It’s The End of the World As We Know It

As you’ve probably heard, the world is going to end about 48 hours from now. Or the beginning of the end, or something. Or so says Harold Camping, an evangelical broadcaster who has been spending big bucks on newspaper and billboard ads to let us know so we can sort out our sock drawers in time. (I assume the newspapers and outdoor advertisers asked for up-front payment for the ads, just in case.) Camping’s calculations are based on complex arithmetic that sound a lot like Louis Farrakhan’s obsession with the number 19 back in his famous (half) Million Man March in the 1990s. No doubt if the end indeed comes to pass, the Washington Post will report “Women and Minorities Hardest Hit: Reagan Policies Blamed.” Of course, the good Mr. Camping predicted before that Judgment Day was at hand–September 6, 1994. This time he means it, and his math is better now. “It’s going to be a wonderful, wonderful day,” Camping told a San Francisco Chronicle reporter.
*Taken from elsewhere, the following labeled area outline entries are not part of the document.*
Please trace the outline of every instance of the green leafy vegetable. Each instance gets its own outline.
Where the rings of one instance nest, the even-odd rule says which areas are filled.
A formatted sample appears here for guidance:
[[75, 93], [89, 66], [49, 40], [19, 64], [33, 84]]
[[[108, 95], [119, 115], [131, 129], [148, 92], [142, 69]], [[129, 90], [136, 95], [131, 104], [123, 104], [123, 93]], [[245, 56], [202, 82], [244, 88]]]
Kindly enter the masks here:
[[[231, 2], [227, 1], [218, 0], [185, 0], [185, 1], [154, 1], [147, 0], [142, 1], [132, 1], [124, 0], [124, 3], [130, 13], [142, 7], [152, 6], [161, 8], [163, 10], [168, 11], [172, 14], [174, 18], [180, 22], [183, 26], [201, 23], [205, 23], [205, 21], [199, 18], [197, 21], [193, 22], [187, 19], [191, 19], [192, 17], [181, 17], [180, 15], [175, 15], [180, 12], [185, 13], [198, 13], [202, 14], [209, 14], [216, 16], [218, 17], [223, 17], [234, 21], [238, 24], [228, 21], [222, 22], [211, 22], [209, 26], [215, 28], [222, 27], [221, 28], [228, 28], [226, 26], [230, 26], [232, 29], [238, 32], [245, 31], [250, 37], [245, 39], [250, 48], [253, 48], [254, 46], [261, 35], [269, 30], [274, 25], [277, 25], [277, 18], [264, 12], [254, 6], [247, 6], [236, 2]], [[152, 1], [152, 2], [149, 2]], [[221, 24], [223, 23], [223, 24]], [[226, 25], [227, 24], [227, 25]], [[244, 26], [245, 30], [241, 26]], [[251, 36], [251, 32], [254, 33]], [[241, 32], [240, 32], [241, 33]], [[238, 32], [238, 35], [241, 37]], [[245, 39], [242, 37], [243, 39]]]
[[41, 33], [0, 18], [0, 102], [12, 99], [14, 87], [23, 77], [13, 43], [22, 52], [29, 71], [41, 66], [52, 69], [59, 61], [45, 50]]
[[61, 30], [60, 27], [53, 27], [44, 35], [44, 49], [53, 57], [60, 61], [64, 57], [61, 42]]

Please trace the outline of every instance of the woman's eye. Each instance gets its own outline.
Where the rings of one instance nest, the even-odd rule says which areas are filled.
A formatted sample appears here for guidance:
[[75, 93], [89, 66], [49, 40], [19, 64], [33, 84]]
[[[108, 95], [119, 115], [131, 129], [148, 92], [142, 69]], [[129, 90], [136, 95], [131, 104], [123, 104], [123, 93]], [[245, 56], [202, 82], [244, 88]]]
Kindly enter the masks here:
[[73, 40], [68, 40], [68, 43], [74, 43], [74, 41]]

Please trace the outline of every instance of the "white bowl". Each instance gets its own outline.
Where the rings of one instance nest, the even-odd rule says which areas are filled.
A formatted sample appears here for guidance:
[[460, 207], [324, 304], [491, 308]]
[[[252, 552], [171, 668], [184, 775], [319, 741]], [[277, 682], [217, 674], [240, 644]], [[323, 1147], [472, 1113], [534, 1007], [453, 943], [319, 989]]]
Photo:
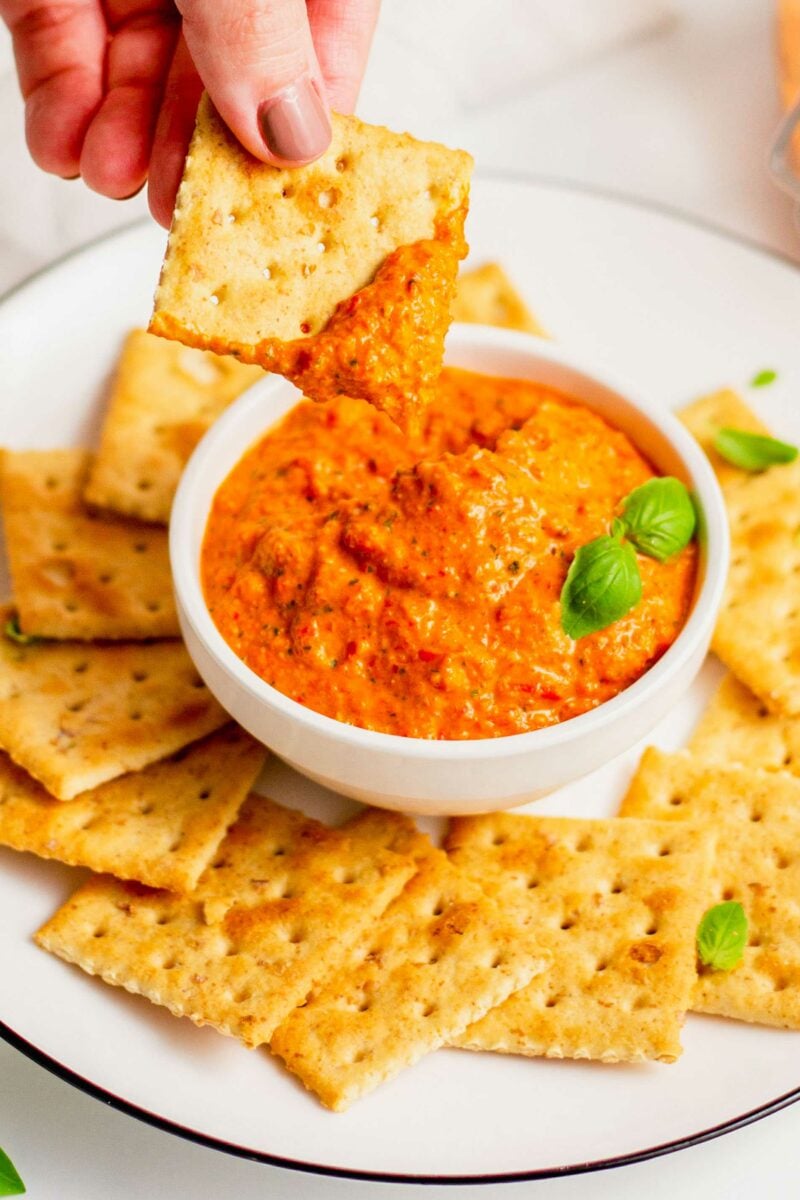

This last comment gets at the difference between religious apocalypticism and secular kinds, especially the environmental type. At least the religious versions of the end of the world come with a promise of redemption for man and nature. The secular apocalypse is usually without hope. Yet they share one larger thing in common: the deep, passionate commitment that the end is near. And when the end doesn’t come, instead of relief, there is disappointment. Fundamentalist preachers and environmental prophets-of-doom react the same way every time: they d go back over their math, and offer new predictions for the end. The preachers end up with dwindling congregations and radio audiences; the green prophets get appointed science adviser to the president.
People often ask me why environmentalists tend always to incline to apocalyptic conclusions about the state of the planet. “Because it makes them happy,” is my standard response. This is not tongue-in-cheek. There is something about certain kinds of personality types that derives a frisson of delight from contemplating the end of the world. And if you point out that the end of the world is not at hand, it makes environmentalists very unhappy, in part because it deprives them of the opportunity to play savior to the world.
The folks at have a nice piece up this week discussing this trait, featuring comments from Lorenzo DiTommaso, a Canadian academic working on a book entitled The Architecture of Apocalypticism. From the brief description here, it sounds like DiTommaso’s book will explore the way in which apocalyptic belief perversely reinforces the view some people have that “there is something dreadfully wrong with the world of human existence today.” He could be describing Al Gore, who liked to cloak his global warming worries inside a larger indictment of our “dysfunctional civilization.”
The deep strain of true belief is one reason why environmental arguments are seldom susceptible to factual argument or logical reasoning, and is also why people who hold such beliefs should be kept as far away from political power as possible. At least the preachers just want us to repent. The green prophets want to run our lives; they’ll start with light bulbs and toilets, but it won’t end there.